For the CEO of high street lender Oakam, Frederic Nze, there is huge gap in the market for an ethical microfinance company to meet the needs of these people. At the moment, the problem is not being met responsibly; pay day loan companies are now well-known for taking advantage of those in need and luring them into debt. Many of the unbanked population are migrants, moving here to work but without a credit rating, they have no access to traditional financial institutions. Born in the Congo and working in the UK, France and the US, Nze has a unique insight into the migrant community, and the problems they can face from a financial perspective.

In 2001, Nze began working at Barclays, where the scale of the problem was first noticed.
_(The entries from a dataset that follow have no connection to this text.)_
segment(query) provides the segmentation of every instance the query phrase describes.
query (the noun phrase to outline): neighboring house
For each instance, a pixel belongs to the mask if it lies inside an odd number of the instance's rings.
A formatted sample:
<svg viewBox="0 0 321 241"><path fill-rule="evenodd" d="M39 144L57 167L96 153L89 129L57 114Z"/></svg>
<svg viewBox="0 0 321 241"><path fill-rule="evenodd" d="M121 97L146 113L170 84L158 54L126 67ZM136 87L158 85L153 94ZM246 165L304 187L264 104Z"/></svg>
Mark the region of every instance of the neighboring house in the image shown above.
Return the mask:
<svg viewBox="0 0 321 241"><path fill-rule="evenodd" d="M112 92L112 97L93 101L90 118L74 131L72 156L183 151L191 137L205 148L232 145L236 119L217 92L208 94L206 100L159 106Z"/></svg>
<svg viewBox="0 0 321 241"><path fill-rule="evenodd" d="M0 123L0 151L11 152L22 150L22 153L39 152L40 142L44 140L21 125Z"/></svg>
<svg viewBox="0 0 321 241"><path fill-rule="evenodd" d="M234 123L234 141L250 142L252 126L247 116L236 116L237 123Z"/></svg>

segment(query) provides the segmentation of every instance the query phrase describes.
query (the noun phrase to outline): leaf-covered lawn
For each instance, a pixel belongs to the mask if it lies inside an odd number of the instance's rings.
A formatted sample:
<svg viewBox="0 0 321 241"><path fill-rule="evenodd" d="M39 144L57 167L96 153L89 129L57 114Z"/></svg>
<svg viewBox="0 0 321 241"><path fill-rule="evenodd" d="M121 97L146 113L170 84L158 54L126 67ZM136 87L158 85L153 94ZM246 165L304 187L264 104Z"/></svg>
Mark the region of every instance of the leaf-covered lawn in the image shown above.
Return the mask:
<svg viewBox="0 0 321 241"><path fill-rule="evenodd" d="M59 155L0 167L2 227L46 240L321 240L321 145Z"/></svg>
Barclays asked Nze to develop a 12 month trial programme to get those without bank accounts or a credit rating into mainstream banking. Whilst there was a considerable demand from customers, Barclays felt that they didn’t have the resources to deal with those who were not financially literate and unfortunately, the programme failed; ultimately, it didn’t fit their corporate image. Seeing the potential and obvious need to help those without the resources to open a bank account, Nze left Barclays to set up the venture on his own; and so, Oakam was born.
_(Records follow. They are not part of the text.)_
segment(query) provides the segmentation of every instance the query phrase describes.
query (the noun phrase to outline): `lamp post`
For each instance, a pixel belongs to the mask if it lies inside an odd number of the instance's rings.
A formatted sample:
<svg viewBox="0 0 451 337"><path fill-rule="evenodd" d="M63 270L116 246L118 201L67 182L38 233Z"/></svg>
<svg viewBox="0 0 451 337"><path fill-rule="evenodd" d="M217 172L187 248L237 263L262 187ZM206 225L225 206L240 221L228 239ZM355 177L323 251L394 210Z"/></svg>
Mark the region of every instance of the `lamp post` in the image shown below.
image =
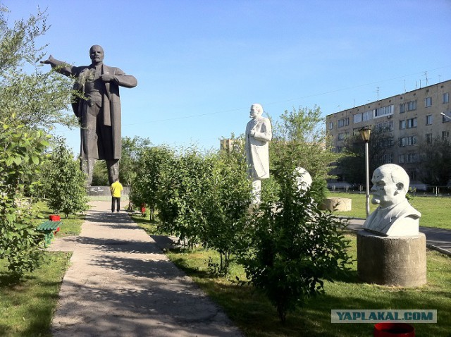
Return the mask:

At first sight, Oakam looks remarkably like the many other payday loan companies you see advertised here, there and everywhere. However, Nze maintains that, ultimately, Oakam has a very different concept.

Firstly, the customer base is different. Rather than catering to those who have previously had a credit rating and have lost it due to poor management or the financial crisis, Oakam offers loans to those who have never had a rating, or any debt. His aim is to help people get into mainstream banking, often migrants who have recently moved here to work and want to establish themselves and their business, but are not given the opportunity to take out loans with mainstream banks.

Secondly, and most importantly, Nze’s business is built on relationships. Most pay day loans have no relationship between lender and borrower – all it takes is a simple form on the internet and the money appears in your account, as if by magic. However with Oakam, building relationships is key. The company has a prominent presence on high streets in London and the Midlands, meaning that in order to take out a loan customers have to meet with an advisor who will assess ability to repay. Oakam aim to retain their customers, offering a cheaper rate every time they borrow.

Picture: Telegraph.co.uk
Picture: Telegraph.co.uk

The most obvious difference between Oakam and other pay day ‘loan sharks’ is the cost of their service. Lending to the unbanked is not without risk; which is reflected in Oakam’s interest rates which, at 1424% APR, are actually higher than a lot of other pay day loan companies. However, Oakam charge no fees for missing a payment – most companies will charge £20 – and no cumulative interest. The amount you borrow, plus interest, is set out at the beginning with no hidden charges or costs.

Oakam have recently recruited several people from high profile banks and institutions to drive the company into its next phase: moving online. Whilst I questioned the motive when their stores are what creates such a personal relationship with customers, Nze was adamant that it is the right move for the company.

“Firstly, it is cheaper cost of service. With fewer over heads, we can make the whole process cheaper and pass these savings onto our customers.

“Another reason is improving accessibility. The type of customers we cater to can be put off by going into a store, for fear of being declined. Not only does an online system make it more accessible for those people, but more people can benefit in a shorter time; it would take four years of opening stores to be national – however, could do it in 6 months with online.”

Like many other Fintech firms Nze saw London as the best choice for starting his company, and feels strongly about London’s reputation as a centre for Fintech innovation.

“One of the reasons why I set the company up here is that within 15 minutes you can raise money or recruit the best people. There is a real eco-system that makes business ideas possible here.”

Whilst Nze is reluctant to comment on the controversy that other pay day loans create, it is obvious he disagrees with their principle. Whilst there was a gap in the market for a those companies a few years back, he believes that people have wised up to their offers and they may not be around for much longer; and for Oakam and the unbanked population, this can only be a good thing. Three billion adults without access to savings accounts, loans and other financial help is three billion too many, and more needs to be done; and companies like Oakam, who promote responsible lending and sustainable microfinancing, could well be a good place to start.